Guantao’s Liang Chaoyu argues that the main challenge facing corporate IP legal personnel is the discrepancy between what the enterprise or boss expects from IP and the results that can actually be achieved. “The senior officers, even the boss, of many enterprises have a shallow understanding or minimal knowledge of intellectual property and, as a result, formulate many objectives and requirements that are unrealistic,” he says, “and if those ultimately cannot be realized, they feel that it is the corporate intellectual property legal personnel that failed or did not duly perform their duties.
“For example, the granting of patents and the registration of trademarks require a certain amount of time and the carrying out of certain procedures, and also require advance planning and preparation, but many enterprises fail to do so, and when it becomes necessary they have the corporate intellectual property legal personnel go and try to resolve the matter. And obviously they can’t.”
JunHe’s Jessica Xu notes that the responsibility for the management of IP in certain enterprises is dispersed, with the registration of relevant IP and the ultimate protection of rights spread out among different departments, with the corporate legal department involved only at the contract review stage.

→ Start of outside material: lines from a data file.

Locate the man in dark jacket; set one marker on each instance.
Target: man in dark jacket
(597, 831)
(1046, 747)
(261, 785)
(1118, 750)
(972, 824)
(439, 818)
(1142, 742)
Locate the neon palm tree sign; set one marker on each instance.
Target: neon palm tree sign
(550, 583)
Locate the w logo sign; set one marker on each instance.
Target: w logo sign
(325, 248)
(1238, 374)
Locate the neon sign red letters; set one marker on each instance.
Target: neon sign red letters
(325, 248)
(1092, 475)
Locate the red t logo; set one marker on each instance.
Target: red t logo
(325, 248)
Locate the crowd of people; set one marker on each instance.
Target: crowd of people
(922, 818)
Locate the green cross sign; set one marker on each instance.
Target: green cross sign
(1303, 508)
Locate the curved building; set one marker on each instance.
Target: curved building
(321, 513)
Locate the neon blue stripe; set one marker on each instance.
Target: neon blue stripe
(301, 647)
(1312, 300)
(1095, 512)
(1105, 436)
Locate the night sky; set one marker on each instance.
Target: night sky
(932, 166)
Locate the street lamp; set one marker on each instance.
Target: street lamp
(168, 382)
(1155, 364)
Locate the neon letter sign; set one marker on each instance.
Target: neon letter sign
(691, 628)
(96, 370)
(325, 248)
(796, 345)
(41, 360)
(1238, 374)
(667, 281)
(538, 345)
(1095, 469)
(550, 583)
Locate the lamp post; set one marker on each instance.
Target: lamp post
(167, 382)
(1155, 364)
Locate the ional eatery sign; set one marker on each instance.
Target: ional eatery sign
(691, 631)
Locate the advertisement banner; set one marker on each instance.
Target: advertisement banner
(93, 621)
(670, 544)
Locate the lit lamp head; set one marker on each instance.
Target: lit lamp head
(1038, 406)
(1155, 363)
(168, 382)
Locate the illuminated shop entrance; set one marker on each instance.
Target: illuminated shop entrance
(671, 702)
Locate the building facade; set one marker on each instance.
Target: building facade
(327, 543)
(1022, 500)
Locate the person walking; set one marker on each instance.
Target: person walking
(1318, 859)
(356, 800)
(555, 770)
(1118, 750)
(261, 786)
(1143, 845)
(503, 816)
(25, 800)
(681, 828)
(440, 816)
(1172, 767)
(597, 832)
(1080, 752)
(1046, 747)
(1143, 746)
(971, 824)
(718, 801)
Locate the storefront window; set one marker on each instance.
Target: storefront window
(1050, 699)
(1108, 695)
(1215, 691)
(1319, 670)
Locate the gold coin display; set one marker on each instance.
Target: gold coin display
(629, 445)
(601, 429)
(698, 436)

She says such enterprises should optimize their allocation of functions, “unifying all intellectual property-related functions in the legal department or the intellectual property department”.
Su says communication between the corporate IP legal personnel and business department can be problematic at times. “The legal departments of some enterprises do not have an independent litigation budget, and if an act of infringement is discovered, the financial support of the business department is required for litigation expenditures,” he says.
“However, sometimes communication is not easy, and this requires the legal department to regularly maintain good communication with the business department, and to endeavour to demonstrate the marked contributions of intellectual property work to enhancing the results of the business department.”
CCPIT Patent & Trademark Law Office’s Huo Aimin says that in the course of IP rights confirmation and protection, asserting rights and putting forward claims requires evidentiary support, and corporate IP legal personnel need to provide assistance in the gathering of such evidence.
“In routine work, they need to co-ordinate the co-operation of colleagues in public relations, marketing and other departments, and duly carry out the work of evidence filing,” he says. “I would recommend the formulation of an evidence filing handbook for internal use, to guide relevant colleagues in duly carrying out the routine evidence preservation work.
“When a specific case is involved, co-operation with relevant internal departments of the company and the prompt gathering of evidence is required so that the same can be used to support the handling of the case.”